I mean it. Just make a brief note what happens using those brackets I mentioned above, and move on. If you’re stuck on some minute detail like “but HOW do they open the magical portal?” or it’s the type of scene you hate writing (hello fight scenes), you don’t have to write it yet. You can leave that for Future December You.
Tanya grinned. “Prove it.” [[INSERT FIGHT SCENE HERE. TANYA LOSES BUT ESCAPES]].
The alley was dark but quiet. I think I’ve lost them, Tanya thought.
Then you’re on to the scene you really do want to write and can keep up that momentum.
3) Double-barreled names and titles are free words.
Are you writing fantasy? Kyrie is now Lady Kyrie of Delara. That’s three extra words every time you mention her name. Does it read awkwardly? Yeah. Will you fix that in edits? Definitely. But for NaNoWriMo, every word is precious. Turning Anna into Anna Rose could add a few thousand words to your story.
4) Create at least one character who uses three words where one would do.
Make one of your characters exhaustively long-winded. Do they hem and haw and use a lot of “Um, er, if you don’t mind, perhaps” language? Or are they a Moira Rose type who uses way excessive long words and formal phrasing?
Either way, that dialogue adds bonus words that build to your word count.
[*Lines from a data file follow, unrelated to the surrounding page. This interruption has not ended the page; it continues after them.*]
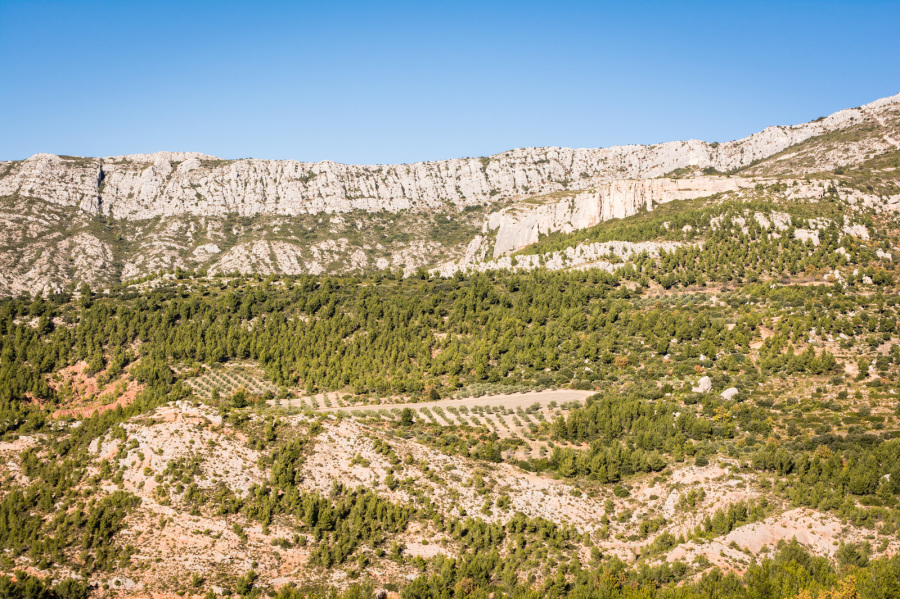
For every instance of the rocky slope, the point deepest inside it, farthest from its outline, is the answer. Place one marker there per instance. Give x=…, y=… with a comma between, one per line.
x=100, y=220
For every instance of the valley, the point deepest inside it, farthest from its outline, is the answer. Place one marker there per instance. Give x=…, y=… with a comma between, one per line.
x=655, y=372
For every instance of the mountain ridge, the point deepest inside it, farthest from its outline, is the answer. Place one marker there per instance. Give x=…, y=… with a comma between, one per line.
x=187, y=210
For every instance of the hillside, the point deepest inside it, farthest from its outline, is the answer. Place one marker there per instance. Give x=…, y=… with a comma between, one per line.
x=674, y=378
x=71, y=220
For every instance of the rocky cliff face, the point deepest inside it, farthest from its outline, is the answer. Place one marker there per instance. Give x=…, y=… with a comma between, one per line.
x=524, y=223
x=69, y=219
x=170, y=183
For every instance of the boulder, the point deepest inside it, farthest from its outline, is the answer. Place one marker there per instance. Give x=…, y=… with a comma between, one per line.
x=704, y=385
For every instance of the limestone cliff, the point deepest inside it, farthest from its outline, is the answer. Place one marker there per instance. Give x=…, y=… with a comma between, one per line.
x=67, y=219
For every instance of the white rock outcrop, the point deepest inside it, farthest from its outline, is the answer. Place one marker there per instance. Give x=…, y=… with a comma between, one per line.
x=704, y=385
x=145, y=186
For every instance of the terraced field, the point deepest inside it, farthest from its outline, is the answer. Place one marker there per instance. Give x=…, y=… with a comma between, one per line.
x=229, y=379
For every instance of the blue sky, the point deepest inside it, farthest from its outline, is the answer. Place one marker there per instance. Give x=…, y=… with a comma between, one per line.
x=368, y=82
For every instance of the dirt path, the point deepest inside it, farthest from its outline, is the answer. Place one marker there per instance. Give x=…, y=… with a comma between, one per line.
x=512, y=401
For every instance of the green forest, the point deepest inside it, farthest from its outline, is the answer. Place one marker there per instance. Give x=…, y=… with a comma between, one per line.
x=814, y=415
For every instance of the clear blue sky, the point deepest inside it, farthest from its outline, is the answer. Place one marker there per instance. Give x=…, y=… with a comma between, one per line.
x=400, y=82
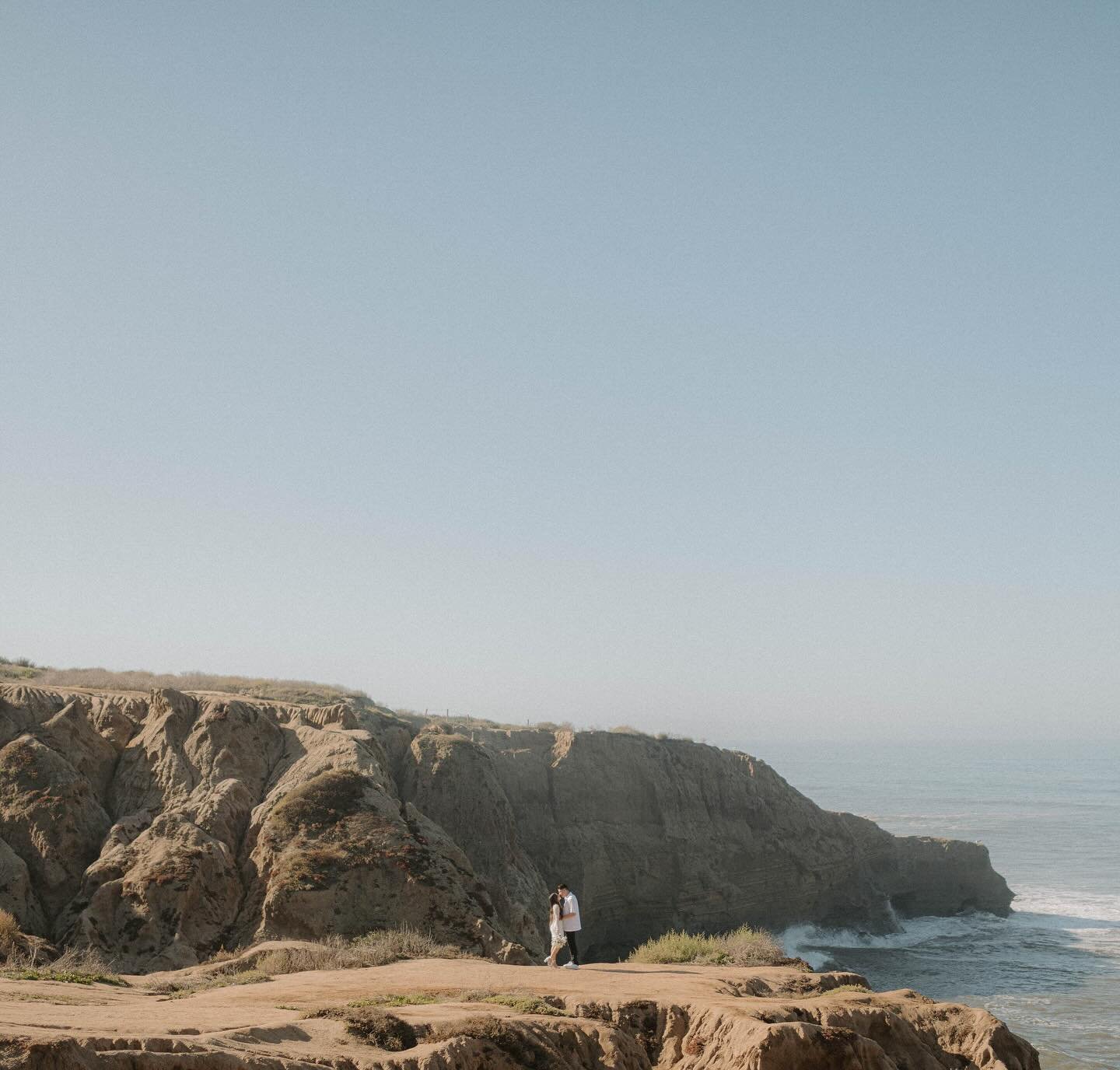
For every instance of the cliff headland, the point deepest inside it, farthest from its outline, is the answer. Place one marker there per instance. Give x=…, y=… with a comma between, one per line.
x=160, y=826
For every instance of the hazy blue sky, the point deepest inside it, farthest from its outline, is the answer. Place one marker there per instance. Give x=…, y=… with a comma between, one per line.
x=733, y=369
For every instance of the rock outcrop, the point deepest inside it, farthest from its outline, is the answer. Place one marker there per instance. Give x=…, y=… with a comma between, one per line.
x=621, y=1016
x=162, y=827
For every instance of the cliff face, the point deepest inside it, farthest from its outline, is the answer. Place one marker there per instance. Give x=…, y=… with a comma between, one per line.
x=163, y=826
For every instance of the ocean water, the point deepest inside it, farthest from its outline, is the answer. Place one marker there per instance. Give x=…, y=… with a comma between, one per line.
x=1051, y=820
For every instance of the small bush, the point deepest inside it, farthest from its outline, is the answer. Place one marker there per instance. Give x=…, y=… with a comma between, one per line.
x=323, y=800
x=399, y=1000
x=512, y=1037
x=76, y=966
x=12, y=938
x=373, y=1026
x=740, y=947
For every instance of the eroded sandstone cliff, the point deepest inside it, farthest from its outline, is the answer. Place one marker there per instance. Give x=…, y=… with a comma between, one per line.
x=160, y=827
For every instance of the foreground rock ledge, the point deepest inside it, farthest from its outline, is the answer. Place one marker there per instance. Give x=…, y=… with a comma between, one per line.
x=618, y=1016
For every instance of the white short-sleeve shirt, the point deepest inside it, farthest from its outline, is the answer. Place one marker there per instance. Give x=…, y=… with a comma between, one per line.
x=572, y=907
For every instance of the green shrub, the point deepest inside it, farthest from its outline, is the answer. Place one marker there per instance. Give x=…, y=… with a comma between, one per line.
x=323, y=800
x=511, y=1037
x=373, y=1026
x=740, y=947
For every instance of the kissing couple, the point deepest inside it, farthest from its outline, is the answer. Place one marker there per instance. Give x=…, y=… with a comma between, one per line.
x=564, y=925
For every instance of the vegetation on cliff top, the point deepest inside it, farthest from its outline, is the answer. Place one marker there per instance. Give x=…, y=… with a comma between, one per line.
x=302, y=692
x=740, y=947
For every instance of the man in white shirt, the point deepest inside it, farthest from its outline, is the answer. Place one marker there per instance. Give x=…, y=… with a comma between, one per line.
x=569, y=917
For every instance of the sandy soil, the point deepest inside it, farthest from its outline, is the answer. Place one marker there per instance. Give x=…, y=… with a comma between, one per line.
x=618, y=1016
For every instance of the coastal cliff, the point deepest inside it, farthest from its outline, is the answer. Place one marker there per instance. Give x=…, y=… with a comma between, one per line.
x=163, y=826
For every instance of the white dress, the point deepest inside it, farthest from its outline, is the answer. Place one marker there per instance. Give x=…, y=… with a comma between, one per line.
x=555, y=927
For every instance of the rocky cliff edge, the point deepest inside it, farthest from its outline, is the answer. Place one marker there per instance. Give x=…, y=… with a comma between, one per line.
x=160, y=827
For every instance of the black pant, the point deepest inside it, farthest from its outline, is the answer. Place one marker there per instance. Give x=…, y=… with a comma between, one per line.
x=572, y=950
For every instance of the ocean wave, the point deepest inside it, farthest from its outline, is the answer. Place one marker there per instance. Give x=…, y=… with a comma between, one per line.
x=1091, y=908
x=1090, y=920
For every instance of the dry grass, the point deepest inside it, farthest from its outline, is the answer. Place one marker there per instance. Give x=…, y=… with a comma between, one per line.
x=740, y=947
x=295, y=691
x=180, y=990
x=522, y=1002
x=376, y=948
x=76, y=966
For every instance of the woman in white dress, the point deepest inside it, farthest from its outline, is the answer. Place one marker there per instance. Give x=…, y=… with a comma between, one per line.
x=555, y=930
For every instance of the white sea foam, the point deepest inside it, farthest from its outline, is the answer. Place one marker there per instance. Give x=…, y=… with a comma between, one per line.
x=811, y=942
x=1079, y=909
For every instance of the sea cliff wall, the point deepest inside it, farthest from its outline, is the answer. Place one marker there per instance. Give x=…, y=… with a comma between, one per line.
x=163, y=826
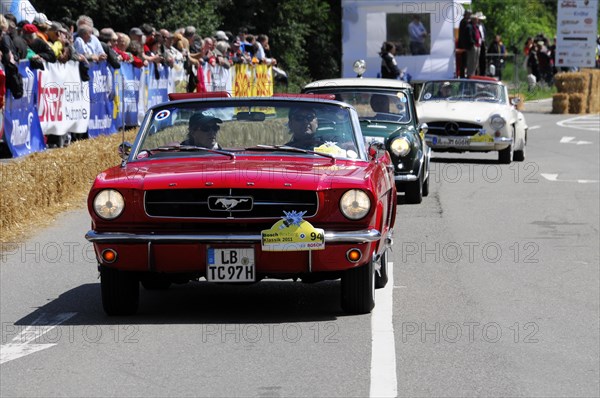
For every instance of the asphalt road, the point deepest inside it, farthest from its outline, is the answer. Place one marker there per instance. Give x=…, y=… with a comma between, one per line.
x=495, y=292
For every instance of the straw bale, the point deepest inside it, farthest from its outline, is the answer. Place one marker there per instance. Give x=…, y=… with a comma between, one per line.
x=572, y=82
x=43, y=184
x=593, y=105
x=560, y=103
x=577, y=103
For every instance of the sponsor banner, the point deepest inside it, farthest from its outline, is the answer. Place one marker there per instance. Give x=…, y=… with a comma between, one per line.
x=101, y=105
x=130, y=94
x=217, y=78
x=263, y=83
x=117, y=115
x=158, y=87
x=64, y=100
x=242, y=79
x=22, y=129
x=576, y=30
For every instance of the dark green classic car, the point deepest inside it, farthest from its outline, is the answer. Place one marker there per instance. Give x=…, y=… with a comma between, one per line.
x=387, y=114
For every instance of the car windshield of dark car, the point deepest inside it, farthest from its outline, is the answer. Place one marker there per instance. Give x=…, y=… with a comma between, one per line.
x=388, y=105
x=231, y=127
x=458, y=91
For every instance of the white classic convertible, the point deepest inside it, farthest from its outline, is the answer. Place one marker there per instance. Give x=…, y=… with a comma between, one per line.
x=472, y=115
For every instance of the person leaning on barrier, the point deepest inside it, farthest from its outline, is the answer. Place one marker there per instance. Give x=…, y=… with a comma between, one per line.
x=203, y=128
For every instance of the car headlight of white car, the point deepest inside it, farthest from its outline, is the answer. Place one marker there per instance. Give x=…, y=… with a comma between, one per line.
x=497, y=122
x=109, y=204
x=355, y=204
x=400, y=146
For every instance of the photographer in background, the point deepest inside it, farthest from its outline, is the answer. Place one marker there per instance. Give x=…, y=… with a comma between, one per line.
x=389, y=67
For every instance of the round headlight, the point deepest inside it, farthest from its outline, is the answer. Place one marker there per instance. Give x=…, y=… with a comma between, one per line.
x=359, y=67
x=497, y=122
x=400, y=146
x=355, y=204
x=109, y=204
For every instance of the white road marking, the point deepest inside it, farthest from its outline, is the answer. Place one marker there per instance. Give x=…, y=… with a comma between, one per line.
x=587, y=122
x=554, y=177
x=569, y=140
x=383, y=349
x=23, y=344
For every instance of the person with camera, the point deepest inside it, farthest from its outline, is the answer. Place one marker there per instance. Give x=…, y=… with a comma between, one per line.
x=389, y=67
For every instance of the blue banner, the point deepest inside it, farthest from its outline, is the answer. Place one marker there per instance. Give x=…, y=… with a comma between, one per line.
x=117, y=115
x=101, y=105
x=131, y=84
x=22, y=129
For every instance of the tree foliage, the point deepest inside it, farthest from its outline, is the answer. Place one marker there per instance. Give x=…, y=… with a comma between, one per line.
x=515, y=20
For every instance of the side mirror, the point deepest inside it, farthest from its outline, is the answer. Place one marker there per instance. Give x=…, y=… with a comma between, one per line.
x=124, y=150
x=376, y=150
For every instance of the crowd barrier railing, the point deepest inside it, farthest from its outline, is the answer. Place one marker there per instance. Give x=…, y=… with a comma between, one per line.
x=56, y=101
It might be excessive in your first draft, but just roll with it and you can trim later in revision.
5) Follow those rabbit trails.
If you find yourself veering from your original concept or outline, go with it. Type that fun, fluffy scene where your characters attend a carnival but no plot happens. Get lush and full-on purple prose with those descriptions, if you love describing sensory details. Try out that really bizarre idea that might be a tad nonsensical.
Indulge yourself. NaNoWriMo is for you alone, not some far-off reader. You can always take a closer, more critical look earlier. But for now, let your mind and those typing (or writing) fingers run wild. Set your imagination lose and follow it. If the writing is fun, you’re more likely to keep at it and finish the draft.
Bonus Tip: Get an accountability buddy/cheerleader.
This works best for me if it’s someone who isn’t also doing NaNoWriMo. Other Wrimos will be going through their own struggles. While commiserating with them is a great way to help your mental health throughout the month, having someone who’s willing to check in on you and cheerlead can be that extra boost you need. (And let’s be real, a bit of a guilt trip too, if you have to fess up to not meeting your goals).
This can be a partner, a friend, a sibling. Just ask someone you trust and care about if they’ll check in on you regularly and make you report your progress. Sometimes knowing that someone else is invested and will be asking for a report can help you squeeze out those last couple hundred words for the day.
In the end, NaNoWriMo isn’t for anyone else but yourself. If you’ve always wanted to write a book and need a kick in the pants, maybe NaNo can be that for you. Or if you’re someone who habitually abandons projects in the messy middle, this might be the drive you need to finish one.
It’s not for everybody, but for those entering the fray this November, good luck!